Alan went on to justify his assertion by pointing out that it was extremely difficult to write a novel which was at the same time a good work of literature and an accurate and truthful account of historical events. This feat had been achieved by Leonardo Padura.
Alan said: “When I started to read this book I found I could not put it down. It was gripping from the first page to the last. The author was clearly someone well acquainted with the style of detective novels. But here we have a paradox.
“In the classical detective novels, say of Agatha Christie, you only find out the identity of the murderer on the last page. Here, however, the identity of the assassin is known almost from the beginning. So how is the suspense maintained?
“This can only be done by concentrating on the psychological drama of the individual characters. This was done by Dostoyevsky in his Crime and Punishment. And I believe it is possible to compare these two great works.”
Having dealt with the literary aspect, Alan then proceeded to deal with the subject matter, particularly the meaning of Trotsky’s last battle:
“Some superficial writers, like Isaac Deutscher, have tried to belittle the last period of his life in comparison with his earlier achievements. But that was not the view of Trotsky himself who wrote in his Diary in Exile that this period was the most important in his life, a period in which his work was absolutely indispensable.”
Alan explained that Trotsky was not struggling for power, as some have tried to claim, but to preserve the spotless traditions and ideas of October, of workers democracy and proletarian internationalism:
“And that battle he won, although at the cost of his life. Who now speaks of Stalin the Great Leader? His name is spattered with blood and mud, while the ideas of Trotsky are more relevant and essential today than ever.”
These words were met by spirited applause.
The last speaker of the day was Esteban Volkov, who addressed the meeting with a strong and vibrant voice that belied his years. He vigorously defended the ideas of Trotsky, attacked the Stalinist falsification of history and pointed to socialism as the only way out of the morass of capitalist crisis.
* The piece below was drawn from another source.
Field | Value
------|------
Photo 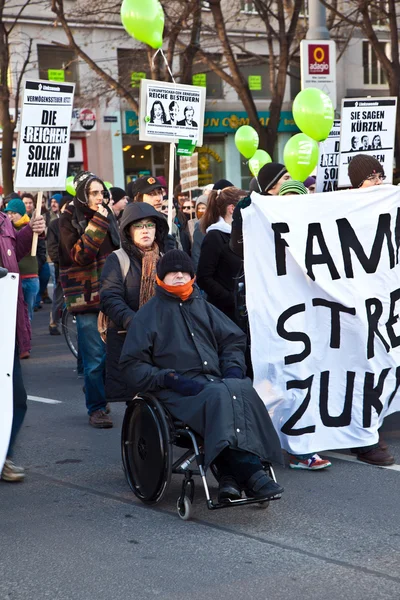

He recalled how the late Celia Hart had spoken very well of the novel The Man Who Loved Dogs but could not imagine then the enormous impact and extraordinary reception, resonance and historical importance it would have. Seldom has such an appreciative opinion about a novel been heard. Esteban Volkov, who lived as a child in that house on Vienna Street in Coyoacan, said that regardless of the literary importance of the book, Leonardo Padura shows us that it is possible to re-establish the truth about the past which had been so mutilated and distorted. "Yes, you can give life to the past!" he said. He remembered how his grandfather in that house responded to his adversaries whom he knew very well. Esteban Volkov concluded with these words:
"It is a very worthy and dignified work that Leonardo Padura has carried out: to have helped to restore the historical memory of one of the most important events in contemporary history such as the Bolshevik revolution of October 1917, reestablishing the role, together with Lenin, of one of its main protagonists, the Russian revolutionary, Leon Trotsky who was killed in this very place where we are gathered today, by Joseph Stalin on August 20, 1940.”
When Esteban had finished his emotional speech, the audience was silent for a moment, then burst into applause. It was a sincere tribute to the man who has done so much to keep the memory of Trotsky and his ideas alive for over seven decades.
Owing to the lack of time and the need for Leonardo Padura to sign books, there was no possibility to continue with a session of questions. A long queue immediately formed of people eager to obtain the signature of the author of The Man who Loved Dogs. Wine and snacks were served in the garden where many excited people, young and old continued to discuss what had been a most memorable evening.